• Piacere
     

    Piacere

     

     

    1.     The Italian verb that expresses to like is piacere. It is similar in structure to the English phrase to be pleasing to.

     

    Gianni likes meat. = Meat is pleasing to Gianni.

    Gianni likes potatoes. = Potatoes are pleasing to Gianni.

     

    a.     In Italian, the thing or person liked (meat, potatoes) is the subject of the sentence; the person who likes it (Gianni) is the indirect object.

     

    A Gianni piace la carne.          Gianni likes meat. (Meat is pleasing to Gianni.)

     

    A Gianni piacciono le patate. Gianni likes potatoes. (Potatoes are pleasing to Gianni.)

     

    As you can see in the preceding examples, the verb piacere agrees in number with the thing or person liked, which is the subject of the Italian sentences (la carne, le patate), even though it comes at the end of the example sentences. For this reason, the verb piacere is used in the third-person singular or plural: piace, piacciono.

     

     

     

    b.    The person who likes someone/something is the indirect object of the Italian sentences. When the indirect object is a noun or a name, it must be preceded by the preposition a, as in the examples in point a: A Gianni…

     

    c.     The indirect- object noun is often replaced by an indirect-object pronoun.

     

    A Gianni piace la carne.                                     Gianni likes meat.

               Gli piace la carne.                                     He likes meat.

     

    A Gianni piacciono le patate.                           Gianni likes potatoes.

               Gli piacciono le patate.                           He likes potatoes.

     

    d.    In the passato prossimo, piacere is conjugated with essere.

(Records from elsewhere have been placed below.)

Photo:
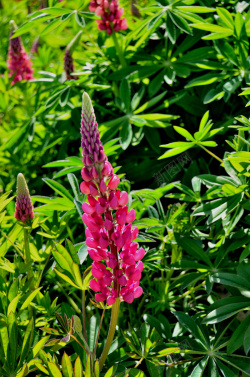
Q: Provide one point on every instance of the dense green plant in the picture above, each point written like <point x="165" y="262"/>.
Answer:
<point x="177" y="79"/>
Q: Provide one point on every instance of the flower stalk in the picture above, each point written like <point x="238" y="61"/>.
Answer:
<point x="111" y="333"/>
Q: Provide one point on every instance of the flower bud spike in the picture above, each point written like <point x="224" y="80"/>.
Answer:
<point x="24" y="207"/>
<point x="19" y="63"/>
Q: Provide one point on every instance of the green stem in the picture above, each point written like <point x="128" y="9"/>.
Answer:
<point x="188" y="292"/>
<point x="73" y="337"/>
<point x="111" y="333"/>
<point x="84" y="316"/>
<point x="221" y="346"/>
<point x="70" y="300"/>
<point x="16" y="248"/>
<point x="98" y="334"/>
<point x="119" y="51"/>
<point x="211" y="153"/>
<point x="27" y="251"/>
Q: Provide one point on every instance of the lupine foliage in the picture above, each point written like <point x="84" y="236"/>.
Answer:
<point x="169" y="84"/>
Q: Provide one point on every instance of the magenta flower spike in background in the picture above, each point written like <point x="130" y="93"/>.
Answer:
<point x="68" y="59"/>
<point x="24" y="207"/>
<point x="19" y="63"/>
<point x="111" y="13"/>
<point x="117" y="265"/>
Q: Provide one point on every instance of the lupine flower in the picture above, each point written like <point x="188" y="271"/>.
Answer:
<point x="109" y="232"/>
<point x="35" y="46"/>
<point x="68" y="59"/>
<point x="24" y="207"/>
<point x="19" y="63"/>
<point x="111" y="13"/>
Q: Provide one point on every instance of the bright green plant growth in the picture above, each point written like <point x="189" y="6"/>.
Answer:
<point x="171" y="96"/>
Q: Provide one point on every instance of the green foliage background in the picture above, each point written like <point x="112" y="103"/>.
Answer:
<point x="170" y="96"/>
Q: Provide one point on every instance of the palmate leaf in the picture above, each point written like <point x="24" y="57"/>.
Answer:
<point x="238" y="337"/>
<point x="190" y="325"/>
<point x="226" y="308"/>
<point x="200" y="368"/>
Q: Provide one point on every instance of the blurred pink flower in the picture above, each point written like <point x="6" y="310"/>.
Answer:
<point x="19" y="63"/>
<point x="111" y="13"/>
<point x="24" y="207"/>
<point x="109" y="232"/>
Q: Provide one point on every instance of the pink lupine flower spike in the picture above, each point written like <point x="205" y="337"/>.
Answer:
<point x="19" y="63"/>
<point x="110" y="14"/>
<point x="24" y="207"/>
<point x="117" y="265"/>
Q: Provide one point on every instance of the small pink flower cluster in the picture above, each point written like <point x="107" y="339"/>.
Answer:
<point x="24" y="207"/>
<point x="109" y="232"/>
<point x="111" y="13"/>
<point x="69" y="65"/>
<point x="19" y="63"/>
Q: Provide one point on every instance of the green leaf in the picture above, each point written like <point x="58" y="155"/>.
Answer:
<point x="153" y="20"/>
<point x="189" y="324"/>
<point x="227" y="372"/>
<point x="237" y="339"/>
<point x="66" y="278"/>
<point x="67" y="368"/>
<point x="206" y="79"/>
<point x="57" y="187"/>
<point x="51" y="26"/>
<point x="13" y="304"/>
<point x="195" y="9"/>
<point x="73" y="252"/>
<point x="88" y="372"/>
<point x="63" y="263"/>
<point x="77" y="275"/>
<point x="126" y="134"/>
<point x="78" y="370"/>
<point x="226" y="17"/>
<point x="154" y="369"/>
<point x="30" y="298"/>
<point x="200" y="368"/>
<point x="203" y="121"/>
<point x="231" y="280"/>
<point x="212" y="28"/>
<point x="150" y="103"/>
<point x="27" y="342"/>
<point x="80" y="20"/>
<point x="125" y="94"/>
<point x="184" y="133"/>
<point x="54" y="371"/>
<point x="242" y="363"/>
<point x="12" y="332"/>
<point x="93" y="331"/>
<point x="135" y="373"/>
<point x="180" y="22"/>
<point x="212" y="95"/>
<point x="192" y="247"/>
<point x="176" y="151"/>
<point x="225" y="308"/>
<point x="62" y="251"/>
<point x="14" y="138"/>
<point x="82" y="253"/>
<point x="111" y="371"/>
<point x="74" y="185"/>
<point x="247" y="340"/>
<point x="39" y="345"/>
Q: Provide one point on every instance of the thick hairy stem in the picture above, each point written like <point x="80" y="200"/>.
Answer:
<point x="27" y="252"/>
<point x="119" y="50"/>
<point x="111" y="333"/>
<point x="212" y="154"/>
<point x="84" y="316"/>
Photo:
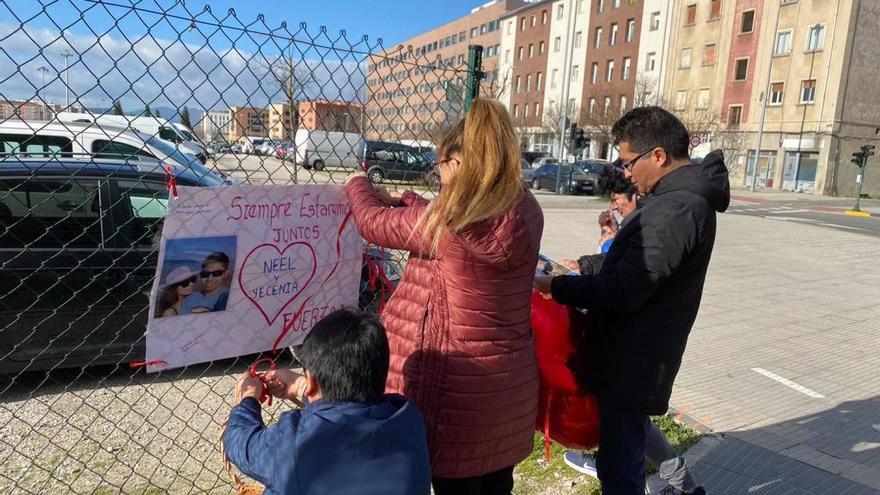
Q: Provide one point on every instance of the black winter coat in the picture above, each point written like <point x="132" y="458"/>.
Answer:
<point x="644" y="300"/>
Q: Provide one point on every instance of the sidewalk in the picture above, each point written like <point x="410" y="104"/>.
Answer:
<point x="782" y="364"/>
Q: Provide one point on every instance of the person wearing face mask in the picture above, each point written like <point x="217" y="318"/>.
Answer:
<point x="645" y="297"/>
<point x="459" y="321"/>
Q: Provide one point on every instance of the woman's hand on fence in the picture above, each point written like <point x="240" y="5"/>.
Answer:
<point x="248" y="386"/>
<point x="355" y="175"/>
<point x="285" y="384"/>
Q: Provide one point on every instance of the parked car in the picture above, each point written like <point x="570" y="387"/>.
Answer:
<point x="572" y="180"/>
<point x="27" y="138"/>
<point x="78" y="253"/>
<point x="321" y="149"/>
<point x="544" y="160"/>
<point x="527" y="173"/>
<point x="396" y="162"/>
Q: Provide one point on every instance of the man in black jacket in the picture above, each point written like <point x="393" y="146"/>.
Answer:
<point x="644" y="300"/>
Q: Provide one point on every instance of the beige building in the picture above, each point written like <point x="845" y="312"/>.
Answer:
<point x="417" y="88"/>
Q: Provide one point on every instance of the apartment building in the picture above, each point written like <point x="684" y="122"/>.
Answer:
<point x="802" y="65"/>
<point x="417" y="88"/>
<point x="612" y="58"/>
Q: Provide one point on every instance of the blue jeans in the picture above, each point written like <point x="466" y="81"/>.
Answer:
<point x="621" y="457"/>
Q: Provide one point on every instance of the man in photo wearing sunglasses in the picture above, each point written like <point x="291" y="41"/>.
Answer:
<point x="645" y="298"/>
<point x="215" y="286"/>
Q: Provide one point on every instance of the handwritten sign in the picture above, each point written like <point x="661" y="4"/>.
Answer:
<point x="244" y="268"/>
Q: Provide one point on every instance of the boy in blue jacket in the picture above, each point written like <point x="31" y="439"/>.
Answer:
<point x="350" y="437"/>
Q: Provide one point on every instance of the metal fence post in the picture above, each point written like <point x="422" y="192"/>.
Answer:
<point x="475" y="75"/>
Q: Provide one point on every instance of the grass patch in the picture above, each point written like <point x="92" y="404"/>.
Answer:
<point x="535" y="476"/>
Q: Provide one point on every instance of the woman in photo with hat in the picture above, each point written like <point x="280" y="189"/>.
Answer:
<point x="179" y="283"/>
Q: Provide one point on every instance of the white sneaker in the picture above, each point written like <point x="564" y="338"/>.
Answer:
<point x="582" y="462"/>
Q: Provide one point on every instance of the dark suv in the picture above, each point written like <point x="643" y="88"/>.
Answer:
<point x="78" y="251"/>
<point x="395" y="162"/>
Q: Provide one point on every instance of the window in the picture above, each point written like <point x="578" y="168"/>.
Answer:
<point x="51" y="213"/>
<point x="741" y="70"/>
<point x="777" y="93"/>
<point x="715" y="10"/>
<point x="783" y="43"/>
<point x="703" y="99"/>
<point x="146" y="204"/>
<point x="691" y="15"/>
<point x="815" y="38"/>
<point x="808" y="91"/>
<point x="685" y="62"/>
<point x="681" y="100"/>
<point x="655" y="21"/>
<point x="709" y="54"/>
<point x="651" y="61"/>
<point x="748" y="22"/>
<point x="734" y="115"/>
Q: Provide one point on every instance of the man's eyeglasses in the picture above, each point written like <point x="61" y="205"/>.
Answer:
<point x="629" y="164"/>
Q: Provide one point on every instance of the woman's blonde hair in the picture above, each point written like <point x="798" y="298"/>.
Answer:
<point x="487" y="182"/>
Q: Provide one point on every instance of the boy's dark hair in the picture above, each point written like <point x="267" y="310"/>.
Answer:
<point x="647" y="127"/>
<point x="347" y="353"/>
<point x="216" y="257"/>
<point x="611" y="181"/>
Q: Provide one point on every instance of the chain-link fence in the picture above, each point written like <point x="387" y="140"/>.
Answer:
<point x="99" y="103"/>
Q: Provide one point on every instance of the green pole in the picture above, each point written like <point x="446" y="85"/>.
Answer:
<point x="475" y="75"/>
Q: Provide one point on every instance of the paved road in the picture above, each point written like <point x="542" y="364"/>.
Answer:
<point x="784" y="359"/>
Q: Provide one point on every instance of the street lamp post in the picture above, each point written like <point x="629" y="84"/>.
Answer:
<point x="66" y="54"/>
<point x="43" y="70"/>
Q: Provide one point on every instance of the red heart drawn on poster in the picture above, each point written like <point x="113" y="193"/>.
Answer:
<point x="272" y="278"/>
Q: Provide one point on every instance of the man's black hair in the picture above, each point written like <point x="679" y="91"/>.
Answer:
<point x="648" y="127"/>
<point x="347" y="353"/>
<point x="216" y="257"/>
<point x="611" y="181"/>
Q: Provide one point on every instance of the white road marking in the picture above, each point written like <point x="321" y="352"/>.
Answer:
<point x="789" y="383"/>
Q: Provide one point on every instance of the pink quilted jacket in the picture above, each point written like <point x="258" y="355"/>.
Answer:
<point x="459" y="330"/>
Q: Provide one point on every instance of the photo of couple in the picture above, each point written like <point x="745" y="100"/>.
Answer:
<point x="196" y="276"/>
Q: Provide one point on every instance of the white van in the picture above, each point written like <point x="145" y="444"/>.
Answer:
<point x="153" y="126"/>
<point x="28" y="138"/>
<point x="320" y="149"/>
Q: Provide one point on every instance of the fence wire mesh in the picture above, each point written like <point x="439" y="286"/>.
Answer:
<point x="96" y="100"/>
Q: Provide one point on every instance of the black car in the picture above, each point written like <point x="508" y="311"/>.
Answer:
<point x="572" y="180"/>
<point x="78" y="253"/>
<point x="395" y="162"/>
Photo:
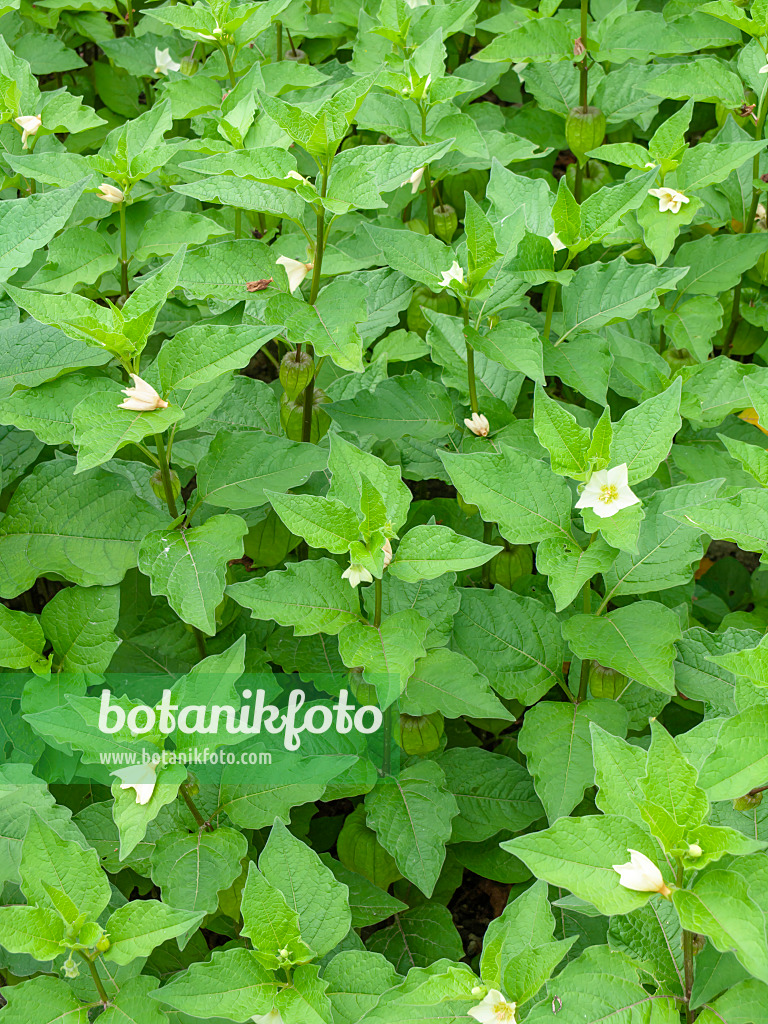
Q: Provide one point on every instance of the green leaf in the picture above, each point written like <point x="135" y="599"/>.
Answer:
<point x="188" y="565"/>
<point x="636" y="640"/>
<point x="527" y="501"/>
<point x="324" y="522"/>
<point x="556" y="741"/>
<point x="309" y="889"/>
<point x="579" y="854"/>
<point x="87" y="528"/>
<point x="429" y="551"/>
<point x="241" y="468"/>
<point x="232" y="984"/>
<point x="28" y="224"/>
<point x="80" y="623"/>
<point x="22" y="639"/>
<point x="515" y="639"/>
<point x="310" y="596"/>
<point x="203" y="352"/>
<point x="410" y="406"/>
<point x="494" y="793"/>
<point x="412" y="815"/>
<point x="193" y="868"/>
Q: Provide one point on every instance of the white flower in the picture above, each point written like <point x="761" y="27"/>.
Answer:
<point x="478" y="424"/>
<point x="554" y="238"/>
<point x="110" y="193"/>
<point x="295" y="269"/>
<point x="140" y="777"/>
<point x="494" y="1010"/>
<point x="356" y="574"/>
<point x="607" y="492"/>
<point x="669" y="199"/>
<point x="454" y="273"/>
<point x="164" y="61"/>
<point x="641" y="875"/>
<point x="142" y="397"/>
<point x="415" y="180"/>
<point x="29" y="125"/>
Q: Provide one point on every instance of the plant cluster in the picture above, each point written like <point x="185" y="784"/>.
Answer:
<point x="413" y="349"/>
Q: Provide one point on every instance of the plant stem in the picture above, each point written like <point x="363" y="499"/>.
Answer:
<point x="584" y="681"/>
<point x="123" y="254"/>
<point x="749" y="226"/>
<point x="165" y="474"/>
<point x="320" y="245"/>
<point x="471" y="382"/>
<point x="96" y="980"/>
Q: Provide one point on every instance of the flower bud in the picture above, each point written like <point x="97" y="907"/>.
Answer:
<point x="510" y="564"/>
<point x="585" y="130"/>
<point x="606" y="683"/>
<point x="420" y="733"/>
<point x="156" y="482"/>
<point x="296" y="371"/>
<point x="748" y="802"/>
<point x="445" y="222"/>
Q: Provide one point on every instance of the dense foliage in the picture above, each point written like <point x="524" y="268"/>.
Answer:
<point x="411" y="348"/>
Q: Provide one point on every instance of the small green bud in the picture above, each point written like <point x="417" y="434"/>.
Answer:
<point x="295" y="373"/>
<point x="585" y="130"/>
<point x="606" y="682"/>
<point x="445" y="222"/>
<point x="510" y="564"/>
<point x="420" y="733"/>
<point x="748" y="802"/>
<point x="156" y="481"/>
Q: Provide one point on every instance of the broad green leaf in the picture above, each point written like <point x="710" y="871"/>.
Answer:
<point x="515" y="639"/>
<point x="527" y="501"/>
<point x="310" y="596"/>
<point x="637" y="640"/>
<point x="188" y="565"/>
<point x="87" y="528"/>
<point x="412" y="815"/>
<point x="556" y="741"/>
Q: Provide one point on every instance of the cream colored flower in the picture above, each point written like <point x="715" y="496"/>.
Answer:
<point x="557" y="245"/>
<point x="607" y="492"/>
<point x="142" y="397"/>
<point x="140" y="777"/>
<point x="295" y="269"/>
<point x="669" y="199"/>
<point x="454" y="273"/>
<point x="356" y="574"/>
<point x="164" y="61"/>
<point x="478" y="424"/>
<point x="29" y="125"/>
<point x="494" y="1010"/>
<point x="641" y="875"/>
<point x="110" y="193"/>
<point x="415" y="180"/>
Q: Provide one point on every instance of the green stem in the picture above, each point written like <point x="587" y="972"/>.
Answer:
<point x="471" y="382"/>
<point x="320" y="245"/>
<point x="750" y="225"/>
<point x="584" y="681"/>
<point x="123" y="254"/>
<point x="96" y="980"/>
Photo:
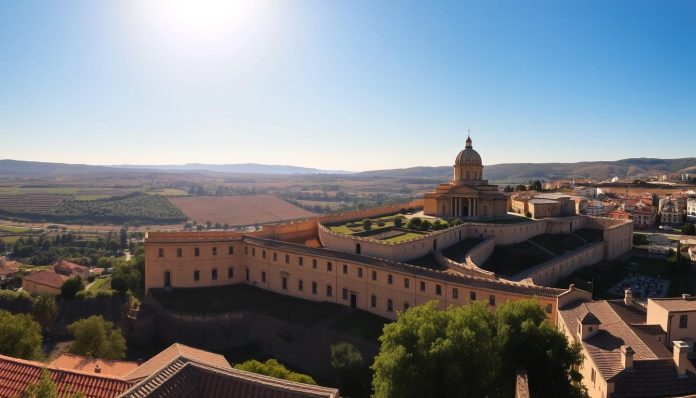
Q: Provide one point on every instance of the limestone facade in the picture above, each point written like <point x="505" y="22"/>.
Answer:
<point x="467" y="195"/>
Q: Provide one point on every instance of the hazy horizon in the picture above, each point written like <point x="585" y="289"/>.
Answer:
<point x="345" y="85"/>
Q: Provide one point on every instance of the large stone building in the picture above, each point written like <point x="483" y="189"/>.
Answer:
<point x="633" y="350"/>
<point x="467" y="195"/>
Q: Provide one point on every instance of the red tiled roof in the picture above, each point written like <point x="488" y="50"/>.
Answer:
<point x="47" y="278"/>
<point x="172" y="353"/>
<point x="17" y="374"/>
<point x="88" y="365"/>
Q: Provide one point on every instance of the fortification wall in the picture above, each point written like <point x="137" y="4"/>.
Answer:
<point x="549" y="272"/>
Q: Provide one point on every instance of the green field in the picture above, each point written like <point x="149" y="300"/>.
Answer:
<point x="235" y="298"/>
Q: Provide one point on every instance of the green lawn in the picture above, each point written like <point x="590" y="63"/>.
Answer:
<point x="401" y="238"/>
<point x="606" y="275"/>
<point x="234" y="298"/>
<point x="101" y="283"/>
<point x="508" y="260"/>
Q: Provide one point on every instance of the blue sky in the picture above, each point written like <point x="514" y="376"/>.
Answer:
<point x="353" y="85"/>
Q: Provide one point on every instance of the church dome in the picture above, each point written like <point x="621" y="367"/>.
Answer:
<point x="468" y="156"/>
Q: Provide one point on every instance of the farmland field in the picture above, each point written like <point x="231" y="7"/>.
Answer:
<point x="238" y="210"/>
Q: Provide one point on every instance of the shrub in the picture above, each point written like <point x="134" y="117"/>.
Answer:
<point x="71" y="287"/>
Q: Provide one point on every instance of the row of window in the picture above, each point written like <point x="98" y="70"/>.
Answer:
<point x="196" y="251"/>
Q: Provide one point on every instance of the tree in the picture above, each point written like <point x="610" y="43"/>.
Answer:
<point x="45" y="310"/>
<point x="44" y="388"/>
<point x="275" y="369"/>
<point x="349" y="367"/>
<point x="20" y="336"/>
<point x="437" y="353"/>
<point x="398" y="221"/>
<point x="456" y="353"/>
<point x="527" y="340"/>
<point x="71" y="287"/>
<point x="97" y="338"/>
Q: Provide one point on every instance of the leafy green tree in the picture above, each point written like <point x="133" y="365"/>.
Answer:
<point x="71" y="287"/>
<point x="437" y="353"/>
<point x="45" y="310"/>
<point x="275" y="369"/>
<point x="527" y="340"/>
<point x="20" y="336"/>
<point x="97" y="338"/>
<point x="44" y="388"/>
<point x="349" y="367"/>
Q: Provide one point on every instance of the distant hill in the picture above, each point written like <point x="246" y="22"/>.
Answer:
<point x="635" y="167"/>
<point x="250" y="168"/>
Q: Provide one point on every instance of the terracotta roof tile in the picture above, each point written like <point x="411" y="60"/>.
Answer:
<point x="172" y="353"/>
<point x="17" y="374"/>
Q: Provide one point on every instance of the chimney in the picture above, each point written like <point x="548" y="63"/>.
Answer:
<point x="628" y="297"/>
<point x="627" y="357"/>
<point x="679" y="355"/>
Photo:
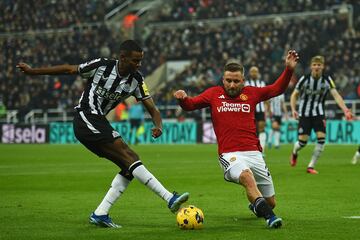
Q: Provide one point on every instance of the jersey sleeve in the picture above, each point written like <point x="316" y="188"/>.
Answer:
<point x="198" y="102"/>
<point x="88" y="69"/>
<point x="331" y="83"/>
<point x="278" y="87"/>
<point x="300" y="83"/>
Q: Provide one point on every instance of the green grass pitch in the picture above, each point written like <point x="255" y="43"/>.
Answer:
<point x="48" y="192"/>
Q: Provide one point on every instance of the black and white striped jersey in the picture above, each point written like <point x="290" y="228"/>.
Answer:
<point x="312" y="95"/>
<point x="260" y="107"/>
<point x="276" y="105"/>
<point x="106" y="87"/>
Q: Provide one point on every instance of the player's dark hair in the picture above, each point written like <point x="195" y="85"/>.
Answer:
<point x="234" y="67"/>
<point x="130" y="46"/>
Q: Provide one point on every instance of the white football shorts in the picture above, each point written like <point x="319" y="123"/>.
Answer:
<point x="234" y="163"/>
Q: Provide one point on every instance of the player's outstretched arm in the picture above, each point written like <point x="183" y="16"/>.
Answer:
<point x="291" y="59"/>
<point x="53" y="70"/>
<point x="293" y="99"/>
<point x="155" y="116"/>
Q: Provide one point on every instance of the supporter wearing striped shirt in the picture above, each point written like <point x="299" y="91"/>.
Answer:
<point x="311" y="90"/>
<point x="277" y="111"/>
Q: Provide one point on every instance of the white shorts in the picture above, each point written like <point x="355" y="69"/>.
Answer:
<point x="234" y="163"/>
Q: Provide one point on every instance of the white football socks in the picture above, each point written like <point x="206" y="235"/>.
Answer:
<point x="118" y="186"/>
<point x="144" y="176"/>
<point x="297" y="147"/>
<point x="276" y="138"/>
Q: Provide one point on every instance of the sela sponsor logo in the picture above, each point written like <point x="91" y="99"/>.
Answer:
<point x="234" y="107"/>
<point x="23" y="134"/>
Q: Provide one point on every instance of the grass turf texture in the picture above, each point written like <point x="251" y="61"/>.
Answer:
<point x="48" y="192"/>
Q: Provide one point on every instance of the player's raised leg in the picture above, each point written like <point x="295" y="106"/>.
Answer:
<point x="119" y="153"/>
<point x="356" y="157"/>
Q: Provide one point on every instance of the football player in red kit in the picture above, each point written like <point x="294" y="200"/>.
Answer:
<point x="233" y="116"/>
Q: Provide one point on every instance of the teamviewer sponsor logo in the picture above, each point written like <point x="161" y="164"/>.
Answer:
<point x="23" y="134"/>
<point x="234" y="107"/>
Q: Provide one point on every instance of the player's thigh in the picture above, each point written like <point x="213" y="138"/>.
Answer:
<point x="275" y="125"/>
<point x="319" y="125"/>
<point x="119" y="152"/>
<point x="305" y="126"/>
<point x="261" y="125"/>
<point x="233" y="165"/>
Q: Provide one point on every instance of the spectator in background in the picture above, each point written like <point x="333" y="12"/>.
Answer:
<point x="2" y="109"/>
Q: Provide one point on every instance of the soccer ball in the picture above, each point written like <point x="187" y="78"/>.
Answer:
<point x="190" y="217"/>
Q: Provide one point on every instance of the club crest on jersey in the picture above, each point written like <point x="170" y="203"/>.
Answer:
<point x="234" y="107"/>
<point x="244" y="97"/>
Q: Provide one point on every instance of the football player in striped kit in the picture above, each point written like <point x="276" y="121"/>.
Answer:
<point x="109" y="82"/>
<point x="312" y="89"/>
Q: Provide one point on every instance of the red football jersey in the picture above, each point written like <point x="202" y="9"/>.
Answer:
<point x="234" y="118"/>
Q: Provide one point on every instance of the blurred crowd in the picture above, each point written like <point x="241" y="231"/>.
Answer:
<point x="31" y="15"/>
<point x="18" y="91"/>
<point x="208" y="47"/>
<point x="184" y="10"/>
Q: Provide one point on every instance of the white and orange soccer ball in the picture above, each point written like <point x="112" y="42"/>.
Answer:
<point x="190" y="217"/>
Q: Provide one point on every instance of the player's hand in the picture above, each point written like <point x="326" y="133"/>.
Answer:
<point x="25" y="68"/>
<point x="291" y="59"/>
<point x="180" y="94"/>
<point x="156" y="132"/>
<point x="348" y="114"/>
<point x="295" y="114"/>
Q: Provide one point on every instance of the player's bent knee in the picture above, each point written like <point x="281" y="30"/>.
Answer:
<point x="247" y="178"/>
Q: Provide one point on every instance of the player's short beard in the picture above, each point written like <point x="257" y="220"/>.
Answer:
<point x="233" y="93"/>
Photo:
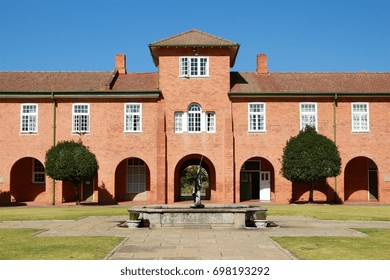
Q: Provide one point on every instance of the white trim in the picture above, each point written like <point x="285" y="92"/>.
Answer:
<point x="186" y="60"/>
<point x="360" y="114"/>
<point x="301" y="114"/>
<point x="256" y="114"/>
<point x="87" y="114"/>
<point x="29" y="115"/>
<point x="132" y="114"/>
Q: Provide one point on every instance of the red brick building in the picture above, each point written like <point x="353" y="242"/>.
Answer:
<point x="145" y="128"/>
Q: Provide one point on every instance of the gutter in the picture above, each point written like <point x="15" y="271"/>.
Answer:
<point x="92" y="94"/>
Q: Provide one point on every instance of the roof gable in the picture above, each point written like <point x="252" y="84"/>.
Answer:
<point x="193" y="38"/>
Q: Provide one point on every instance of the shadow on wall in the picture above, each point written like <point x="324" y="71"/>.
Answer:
<point x="323" y="193"/>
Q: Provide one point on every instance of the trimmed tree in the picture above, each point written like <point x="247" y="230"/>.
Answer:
<point x="310" y="156"/>
<point x="72" y="162"/>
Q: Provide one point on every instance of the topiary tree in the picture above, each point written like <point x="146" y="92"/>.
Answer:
<point x="71" y="161"/>
<point x="310" y="156"/>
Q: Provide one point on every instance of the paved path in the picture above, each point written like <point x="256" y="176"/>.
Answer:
<point x="201" y="242"/>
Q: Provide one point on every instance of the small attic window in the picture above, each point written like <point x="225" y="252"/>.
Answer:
<point x="194" y="66"/>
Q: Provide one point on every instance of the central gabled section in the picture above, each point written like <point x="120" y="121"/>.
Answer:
<point x="196" y="42"/>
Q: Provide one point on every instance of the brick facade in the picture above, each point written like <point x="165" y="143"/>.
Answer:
<point x="241" y="164"/>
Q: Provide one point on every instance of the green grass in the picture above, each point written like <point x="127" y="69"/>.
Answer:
<point x="23" y="213"/>
<point x="374" y="247"/>
<point x="21" y="244"/>
<point x="333" y="212"/>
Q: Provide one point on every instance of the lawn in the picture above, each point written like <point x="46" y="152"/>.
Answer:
<point x="22" y="213"/>
<point x="333" y="212"/>
<point x="22" y="244"/>
<point x="374" y="247"/>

Its past participle thus agrees in gender and number with the subject. Note that like conoscere, piacere adds an i when forming the past participle: piaciuto.

     

    Maria ha mangiato un dolce; le è piaciuto molto. = Maria ate dessert; she liked it a lot.

     

    I ragazzi hanno mangiato le fettucine; non gli sono piaciute. = The boys ate the fettucine; they didn’t like them.

     

    2.     To not like or dislike is expressed with the negative of piacere.

    A Gianni non piacciono i salumi. = Gianni doesn’t like cold cuts. (Cold cuts aren’t pleasing to Gianni.)

    Non gli piacciono i salumi. = He doesn’t like cold cuts.

    Non mi piace il caffè. = I dislike coffee.

     

    3.     When the subject is expressed as an infinitive (I like to eat. = Eating is pleasing to me.), piacere is used in the third-person singular.

     

    A Sergio piace mangiare bene, man non gli piace cucinare tutte le sere. = Sergio likes to eat (eating) well, but he doesn’t like to cook (cooking) every night.

     

    4.     Notice that, in expression like Ti piace? (Do you like it?) or Ti piacciono? (Do you like them?), Italian has no equivalent for the English it and them. They are expressed by the singular and plural Italian verb endings.

     

    5.     Notice that Italian, unlike English, requires the use of the definite article to express general likes and dislikes.

     

    Non mi piace il vitello. = I don’t like veal.

    Gli piacciono i ravioli? = Does he like ravioli?

    Ai miei amici non piace la carne. = My friends don’t like meat.

     

    6.     Dispiacere means to be sorry. It is used in the same way as piacere.

     

    Non posso venire; mi dispiace.             I can’t come; I’m sorry.